Поршнев был единственным из профессиональных историков, посвятившим специальное теоретическое исследование социально-экономической формации в целом, а именно, «срединной формации», феодализму, включающее анализ взаимодействия и развития производительных сил, производственных отношений и надстройки сквозь призму классовой борьбы.

Поршнев был единственным из писавших теоретические труды о социально-экономических формациях, профессионально знавшим историческую науку.

Речь идет об уже многократно цитированной книге Феодализм и народные массы, которой предшествовал ряд статей по теории феодализма, опубликованных в Известиях АН СССР (Серия истории и философии) в 1948-50 годах. Кроме того, в специальной статье Поршнев проанализировал классовую борьбу при капитализме. Эти уникальные работы до сих пор (прошло более тридцати лет) остаются непревзойденными.

Изложение даже важнейших обобщений из этого фундаментального исследования по теории и практике классовой борьбы вынудило бы увеличить объем настоящего обзора в несколько раз. Поэтому придется ограничиться изложением важнейших черт поршневской теории классовой борьбы и несколькими наиболее интересными примерами ее применения.

 

Асимметричность классовой активности

Исходя из поршневского анализа взаимодействия производственных отношений и надстройки, последовательность приведения «факторов» взаимодействия в активное состояние схематично может быть представлена так: производственные отношения навязывают необходимость определенных действий, что, в свою очередь, провоцирует противодействие, для нейтрализации которого и активизируется надстройка.
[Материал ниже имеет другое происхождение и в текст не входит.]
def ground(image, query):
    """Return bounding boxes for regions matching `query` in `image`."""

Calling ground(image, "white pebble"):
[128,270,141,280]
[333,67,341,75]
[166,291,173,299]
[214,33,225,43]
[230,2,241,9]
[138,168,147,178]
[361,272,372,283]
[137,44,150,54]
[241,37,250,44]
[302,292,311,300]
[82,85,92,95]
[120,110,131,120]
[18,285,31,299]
Таким образом, здесь воспроизводится общая логика, описанная выше в разделах Физиология и Психологические науки: суггестия — контрсуггестия — контрконтрсуггестия. На деле все еще сложнее, ибо в реальном взаимодействии и в «факторе», активизированном в виде контрсуггестии, и в «факторе», активизированном в виде контрконтрсуггестии, неизбежно будут обнаруживаться все три сменяющие друг друга элемента (суггестия, контрсуггестия, контрконтрсуггестия).

Если теперь конкретизировать эту схему для специфической группы асимметричных отношений собственности на средства производства, предполагающих в качестве собственников средств производства меньшинство общества, а в качестве несобственников — его большинство, то взаимодействие, представленное на схеме оппозицией «контрсуггестия-контрконтрсуггестия», будет обозначать не что иное, как классовую борьбу, сторонами в которой и выступают упомянутые группы собственников и несобственников средств производства — антагонистические классы. Соответственно, эксплуатацией следует называть специфические для классового общества условия допуска несобственника к средствам производства: он может трудиться для себя лишь в том случае, если одновременно трудится и для собственника, избавляя его тем самым от этой неприятной необходимости.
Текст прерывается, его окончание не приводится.